AKP yöneticileri ve ekonomi kurmayları her ne kadar ülke ekonomisinin çok iyi bir durumda olduğunu tekrarlayıp dursalar da gerçekler bunun aksini gösteriyor. Bu bakımdan iktidarı ve muhalefeti ile, işadamı ve esnafı ile hep birlikte el ele vererek ekonominin düze çıkartılması için atılması gereken adımları belirlemek ve atmak gerekiyor. Elbette ülkeyi bugün içinde bulunduğumuz çıkamaza sürükleyen kadrolardan çözüm bulmalarını beklemek doğru olmaz. Ancak, iyi niyetli eleştiriler ülke gerçeğinin en yalın bir şekilde ortaya konulması ile gereken uyarının yapılması gerekiyor. Kapatma davası ile birlikte kendi başının derdine düşmüş bir iktidar kadrosunun söylenenlere kulak tıkama ihtimali de vardır ama, herkes üzerine düşeni yapmalıdır.

Bu noktada Ekonomik ve Sosyal Araştırmalar Merkezi (ESAM) da bu çarşamba günü Doç. Dr. Sedat Çelikdoğan ın  "Makroekonomik Dengeler ve Merkez Bankası" konulu konferansından bahsetmek istiyorum. Yıllardan beri piyasada uygulamanın içinde olan Çelikdoğan, ekonominin içinde bulunduğu durumu  öz bir şekilde, dinleyen herekesin çok rahat anlayabileceği bir şekilde ortaya koydu.
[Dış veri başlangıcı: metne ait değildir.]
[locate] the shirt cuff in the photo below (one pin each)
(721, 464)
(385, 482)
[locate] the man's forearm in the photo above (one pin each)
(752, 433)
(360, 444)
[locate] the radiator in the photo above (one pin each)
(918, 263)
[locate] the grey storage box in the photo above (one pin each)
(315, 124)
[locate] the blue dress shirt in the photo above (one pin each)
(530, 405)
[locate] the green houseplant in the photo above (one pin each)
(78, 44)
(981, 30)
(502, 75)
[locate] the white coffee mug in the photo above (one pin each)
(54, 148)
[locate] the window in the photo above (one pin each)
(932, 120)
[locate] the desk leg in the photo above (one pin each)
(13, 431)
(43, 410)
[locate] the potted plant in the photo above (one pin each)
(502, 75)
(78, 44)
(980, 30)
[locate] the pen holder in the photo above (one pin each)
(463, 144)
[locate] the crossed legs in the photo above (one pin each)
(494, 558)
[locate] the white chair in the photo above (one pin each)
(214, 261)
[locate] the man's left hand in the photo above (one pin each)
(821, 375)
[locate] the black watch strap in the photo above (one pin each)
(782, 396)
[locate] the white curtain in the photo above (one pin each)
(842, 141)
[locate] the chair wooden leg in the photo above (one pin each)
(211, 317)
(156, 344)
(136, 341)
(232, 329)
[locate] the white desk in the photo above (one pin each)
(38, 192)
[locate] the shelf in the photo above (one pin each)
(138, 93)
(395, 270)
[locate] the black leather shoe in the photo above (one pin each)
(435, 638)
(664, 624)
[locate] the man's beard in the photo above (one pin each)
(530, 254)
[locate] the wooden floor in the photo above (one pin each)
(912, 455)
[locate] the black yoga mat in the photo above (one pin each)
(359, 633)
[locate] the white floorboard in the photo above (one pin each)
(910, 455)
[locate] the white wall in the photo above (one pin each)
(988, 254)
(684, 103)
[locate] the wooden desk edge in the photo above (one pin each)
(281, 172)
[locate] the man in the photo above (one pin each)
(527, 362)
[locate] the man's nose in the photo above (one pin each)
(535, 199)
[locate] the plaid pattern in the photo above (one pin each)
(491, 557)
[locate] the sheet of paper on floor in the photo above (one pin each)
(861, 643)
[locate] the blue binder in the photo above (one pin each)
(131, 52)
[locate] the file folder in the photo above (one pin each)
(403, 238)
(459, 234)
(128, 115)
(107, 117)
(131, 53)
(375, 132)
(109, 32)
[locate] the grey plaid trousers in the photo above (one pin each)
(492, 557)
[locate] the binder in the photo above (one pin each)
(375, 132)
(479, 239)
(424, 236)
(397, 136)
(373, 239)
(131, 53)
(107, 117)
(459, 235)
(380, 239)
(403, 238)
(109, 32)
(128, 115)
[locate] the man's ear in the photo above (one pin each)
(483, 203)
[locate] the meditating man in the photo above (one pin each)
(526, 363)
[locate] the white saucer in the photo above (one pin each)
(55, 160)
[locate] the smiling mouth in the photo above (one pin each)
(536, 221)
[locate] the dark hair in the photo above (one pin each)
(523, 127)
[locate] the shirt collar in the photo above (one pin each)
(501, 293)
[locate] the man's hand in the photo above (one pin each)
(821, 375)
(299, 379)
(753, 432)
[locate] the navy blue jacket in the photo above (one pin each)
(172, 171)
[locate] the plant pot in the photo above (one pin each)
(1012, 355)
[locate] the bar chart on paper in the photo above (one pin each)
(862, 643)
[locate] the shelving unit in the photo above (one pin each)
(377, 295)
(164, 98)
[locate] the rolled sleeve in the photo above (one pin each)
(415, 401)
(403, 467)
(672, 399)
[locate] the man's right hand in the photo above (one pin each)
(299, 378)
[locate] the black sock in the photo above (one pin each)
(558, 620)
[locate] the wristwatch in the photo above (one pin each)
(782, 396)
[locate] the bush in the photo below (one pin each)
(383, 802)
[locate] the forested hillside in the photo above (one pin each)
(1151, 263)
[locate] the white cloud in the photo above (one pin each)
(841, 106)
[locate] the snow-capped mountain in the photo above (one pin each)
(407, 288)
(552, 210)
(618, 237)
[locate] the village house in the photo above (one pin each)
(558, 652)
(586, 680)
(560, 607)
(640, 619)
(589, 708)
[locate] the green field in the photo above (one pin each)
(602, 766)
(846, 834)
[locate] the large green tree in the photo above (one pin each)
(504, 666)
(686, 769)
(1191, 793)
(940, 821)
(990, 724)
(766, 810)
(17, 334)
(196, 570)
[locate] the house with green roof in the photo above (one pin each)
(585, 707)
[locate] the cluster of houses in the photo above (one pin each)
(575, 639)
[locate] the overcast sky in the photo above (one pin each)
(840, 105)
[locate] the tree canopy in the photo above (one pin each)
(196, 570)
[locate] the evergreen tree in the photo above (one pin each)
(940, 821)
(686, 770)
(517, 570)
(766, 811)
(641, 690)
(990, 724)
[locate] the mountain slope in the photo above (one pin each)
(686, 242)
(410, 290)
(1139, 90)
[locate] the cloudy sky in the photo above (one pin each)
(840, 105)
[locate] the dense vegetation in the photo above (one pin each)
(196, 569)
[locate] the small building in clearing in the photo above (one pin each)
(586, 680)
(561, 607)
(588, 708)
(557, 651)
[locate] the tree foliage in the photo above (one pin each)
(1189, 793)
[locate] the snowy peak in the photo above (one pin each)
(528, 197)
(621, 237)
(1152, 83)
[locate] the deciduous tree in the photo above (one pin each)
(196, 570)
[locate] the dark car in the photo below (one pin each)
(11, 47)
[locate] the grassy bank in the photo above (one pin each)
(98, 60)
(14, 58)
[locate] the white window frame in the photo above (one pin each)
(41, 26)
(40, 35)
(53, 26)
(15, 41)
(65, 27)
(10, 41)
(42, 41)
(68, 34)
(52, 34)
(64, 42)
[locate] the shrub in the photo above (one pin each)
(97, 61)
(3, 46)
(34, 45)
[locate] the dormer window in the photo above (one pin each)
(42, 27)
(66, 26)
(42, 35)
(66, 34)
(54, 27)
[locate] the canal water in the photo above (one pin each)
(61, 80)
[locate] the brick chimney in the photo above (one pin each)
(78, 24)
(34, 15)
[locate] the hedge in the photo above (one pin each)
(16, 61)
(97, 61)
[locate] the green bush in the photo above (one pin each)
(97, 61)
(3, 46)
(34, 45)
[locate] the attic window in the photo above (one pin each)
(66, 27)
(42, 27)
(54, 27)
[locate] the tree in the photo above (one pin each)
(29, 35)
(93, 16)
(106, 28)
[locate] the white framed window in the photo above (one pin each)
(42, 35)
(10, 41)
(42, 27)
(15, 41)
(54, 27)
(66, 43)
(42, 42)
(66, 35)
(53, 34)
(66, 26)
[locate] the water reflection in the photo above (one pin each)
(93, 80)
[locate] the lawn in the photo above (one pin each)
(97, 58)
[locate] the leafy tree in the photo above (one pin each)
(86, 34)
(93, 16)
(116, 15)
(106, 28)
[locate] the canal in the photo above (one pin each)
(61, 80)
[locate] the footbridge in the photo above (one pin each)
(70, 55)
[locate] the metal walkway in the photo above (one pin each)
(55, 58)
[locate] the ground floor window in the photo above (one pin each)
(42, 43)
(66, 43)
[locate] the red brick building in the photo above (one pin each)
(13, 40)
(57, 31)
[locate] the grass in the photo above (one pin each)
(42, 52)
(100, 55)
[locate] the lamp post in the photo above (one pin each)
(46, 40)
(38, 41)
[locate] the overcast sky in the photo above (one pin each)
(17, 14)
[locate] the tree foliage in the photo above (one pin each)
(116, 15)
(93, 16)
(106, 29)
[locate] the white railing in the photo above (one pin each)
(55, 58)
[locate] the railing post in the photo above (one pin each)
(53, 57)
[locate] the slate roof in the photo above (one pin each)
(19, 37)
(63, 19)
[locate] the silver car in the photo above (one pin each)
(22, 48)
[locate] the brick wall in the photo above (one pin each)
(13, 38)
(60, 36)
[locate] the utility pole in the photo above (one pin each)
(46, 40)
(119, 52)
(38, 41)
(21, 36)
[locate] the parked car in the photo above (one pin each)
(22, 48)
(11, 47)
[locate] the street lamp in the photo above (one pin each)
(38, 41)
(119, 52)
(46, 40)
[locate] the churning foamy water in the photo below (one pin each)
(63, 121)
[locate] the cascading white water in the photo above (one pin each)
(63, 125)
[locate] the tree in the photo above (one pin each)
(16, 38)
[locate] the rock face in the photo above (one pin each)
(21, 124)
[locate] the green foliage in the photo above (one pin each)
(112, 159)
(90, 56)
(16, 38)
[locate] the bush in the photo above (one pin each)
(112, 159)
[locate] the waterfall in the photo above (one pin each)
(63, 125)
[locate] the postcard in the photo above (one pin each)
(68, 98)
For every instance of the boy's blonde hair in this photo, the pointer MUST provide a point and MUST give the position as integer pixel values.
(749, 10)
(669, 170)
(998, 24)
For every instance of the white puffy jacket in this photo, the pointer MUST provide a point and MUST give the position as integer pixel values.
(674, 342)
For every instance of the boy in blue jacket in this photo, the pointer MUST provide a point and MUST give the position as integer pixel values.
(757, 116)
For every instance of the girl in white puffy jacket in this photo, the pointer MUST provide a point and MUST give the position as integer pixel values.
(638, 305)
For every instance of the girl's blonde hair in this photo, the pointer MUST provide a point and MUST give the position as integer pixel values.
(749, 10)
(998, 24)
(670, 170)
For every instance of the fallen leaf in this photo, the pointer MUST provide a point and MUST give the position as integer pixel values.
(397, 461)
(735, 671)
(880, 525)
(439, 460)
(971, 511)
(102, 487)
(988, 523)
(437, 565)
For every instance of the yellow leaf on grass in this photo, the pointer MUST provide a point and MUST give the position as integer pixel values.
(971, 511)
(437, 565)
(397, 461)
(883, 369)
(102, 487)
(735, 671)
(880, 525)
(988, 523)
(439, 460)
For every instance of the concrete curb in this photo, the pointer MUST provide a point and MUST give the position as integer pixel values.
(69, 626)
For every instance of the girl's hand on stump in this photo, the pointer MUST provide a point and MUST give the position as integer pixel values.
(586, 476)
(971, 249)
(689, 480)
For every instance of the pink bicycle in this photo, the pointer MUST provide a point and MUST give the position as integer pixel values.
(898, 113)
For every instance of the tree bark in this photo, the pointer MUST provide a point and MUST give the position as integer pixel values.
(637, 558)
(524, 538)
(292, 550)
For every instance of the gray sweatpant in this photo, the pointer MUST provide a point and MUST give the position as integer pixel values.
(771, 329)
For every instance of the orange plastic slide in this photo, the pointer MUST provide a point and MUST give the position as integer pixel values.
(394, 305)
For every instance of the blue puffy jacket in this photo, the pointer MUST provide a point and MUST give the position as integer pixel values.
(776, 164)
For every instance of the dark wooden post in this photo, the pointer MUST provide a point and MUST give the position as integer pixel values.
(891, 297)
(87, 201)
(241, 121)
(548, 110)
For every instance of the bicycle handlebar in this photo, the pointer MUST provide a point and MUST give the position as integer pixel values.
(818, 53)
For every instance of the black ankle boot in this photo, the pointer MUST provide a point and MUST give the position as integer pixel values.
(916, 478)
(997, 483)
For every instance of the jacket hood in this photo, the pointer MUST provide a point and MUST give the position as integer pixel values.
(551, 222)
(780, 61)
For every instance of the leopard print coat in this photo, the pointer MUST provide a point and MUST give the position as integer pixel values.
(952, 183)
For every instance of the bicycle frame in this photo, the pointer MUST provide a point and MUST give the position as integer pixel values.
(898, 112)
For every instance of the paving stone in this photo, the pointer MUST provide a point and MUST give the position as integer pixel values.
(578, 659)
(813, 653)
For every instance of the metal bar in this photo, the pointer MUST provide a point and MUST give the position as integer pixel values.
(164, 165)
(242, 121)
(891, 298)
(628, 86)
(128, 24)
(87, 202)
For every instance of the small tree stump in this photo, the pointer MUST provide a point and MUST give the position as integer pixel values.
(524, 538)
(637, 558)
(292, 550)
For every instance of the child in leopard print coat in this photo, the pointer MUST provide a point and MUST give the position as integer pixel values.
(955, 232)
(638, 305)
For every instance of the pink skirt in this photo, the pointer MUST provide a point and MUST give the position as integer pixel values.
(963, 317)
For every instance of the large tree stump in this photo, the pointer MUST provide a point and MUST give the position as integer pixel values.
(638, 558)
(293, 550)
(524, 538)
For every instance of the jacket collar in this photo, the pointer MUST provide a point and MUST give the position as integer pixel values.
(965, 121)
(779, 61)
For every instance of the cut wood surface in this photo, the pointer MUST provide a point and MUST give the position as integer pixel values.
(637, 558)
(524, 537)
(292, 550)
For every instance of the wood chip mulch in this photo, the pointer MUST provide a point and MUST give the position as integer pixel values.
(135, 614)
Konuşmanın tüm detaylarına girecek değilim ama Çelikdoğan makroekonomik göstergelerin ciddi tehlike sinyali verdiğine dikkat çekerek, meselenin çözümü olduğunu da hatırlattı. Ancak, meselenin çözümü, ülkenin içinde bulunduğu ekonomik sıkıntıdan çıkabilmesinin ilk şartı zihniyet değişikliği.

Çelikdoğan, öncelikli olarak ülkemizde sermayenin maliyetinin daha doğrusu faiz oranlarının çok yüksek olduğunu hatırlatarak bu yüksek maliyete ne sanayicinin ne de ülkenin dayanmasının mümkün olduğunu hatırlatarak şu anda dünya üzerinde döviz maliyetinin ortalama yüzde 5, buna karşılık ülkemizde bu maliyetin ortalama  yüzde 14 lerde seyrettiğini belirterek, "Ülkemize akan sıcak paranın sebebi bu yüksek faiz oranlarıdır" dedi.

Bu arada dış ticaret açığının hızla arttığını, geçen sene bu rakamın 45 milyar dolar olduğunu hatırlatarak bu açığa dayanmanın mümkün olmadığını, açığın sürdürülebilmesinin ülkemizin sürekli olarak dünya ortalamasının üç katı daha fazla faiz ödemesine bağlı olduğuna  dikkat çeken Çelikdoğan, bu arada iç ve dış borcumuzun  520 milyar doları bulduğunu, iç borcumuzun 350 milyar YTL (yaklaşık 270 milyar dolar), dış borcun  250 milyar dolara ulaştığını bunun 170 milyar dolarının özel s ektöre, 80 milyar dolarının ise kamuya ait olduğunu belirterek, hiçbir sorumluluk sahibi yönetenin, "Özel sektörün borcu bizi ilgilendirmez diyemez" diyordu.

Dış borcun bu sene içinde 35 milyar dolarlık kısmının ödenmesi gerektiğini, siyasi ortamda oluşan belirsizlik sebebiyle sıcak parada yaşanan bir tedirginlik sonucu dışa kaçışın başlaması durumunda ülkenin bir anda krize sürüklenebileceğine dikkat çekiyordu.

Tüm bunları felaket tellallığı yapmak için aktarıyor değilim. Kapatma davasından belki çok daha önemli sorunlarımız olduğunu, bunun başında da ekonominin geldiğini hatırlatmak istedim. Toplum olarak el ele verip hep birlikte ülkemizi ayağa kaldıracak projelerle uğraşalım. Herkesi kendimiz gibi düşünme ve inanmaya zorlamak yerine farklılıklara rağmen birlikte yaşamanın, birlikte ülkeyi kalkındırmanın yollarını araştıralım. Bizim birbirimizle dalaşıp durmamızın sadece düşmanlarımızı sevindirdiğini unutmayalım.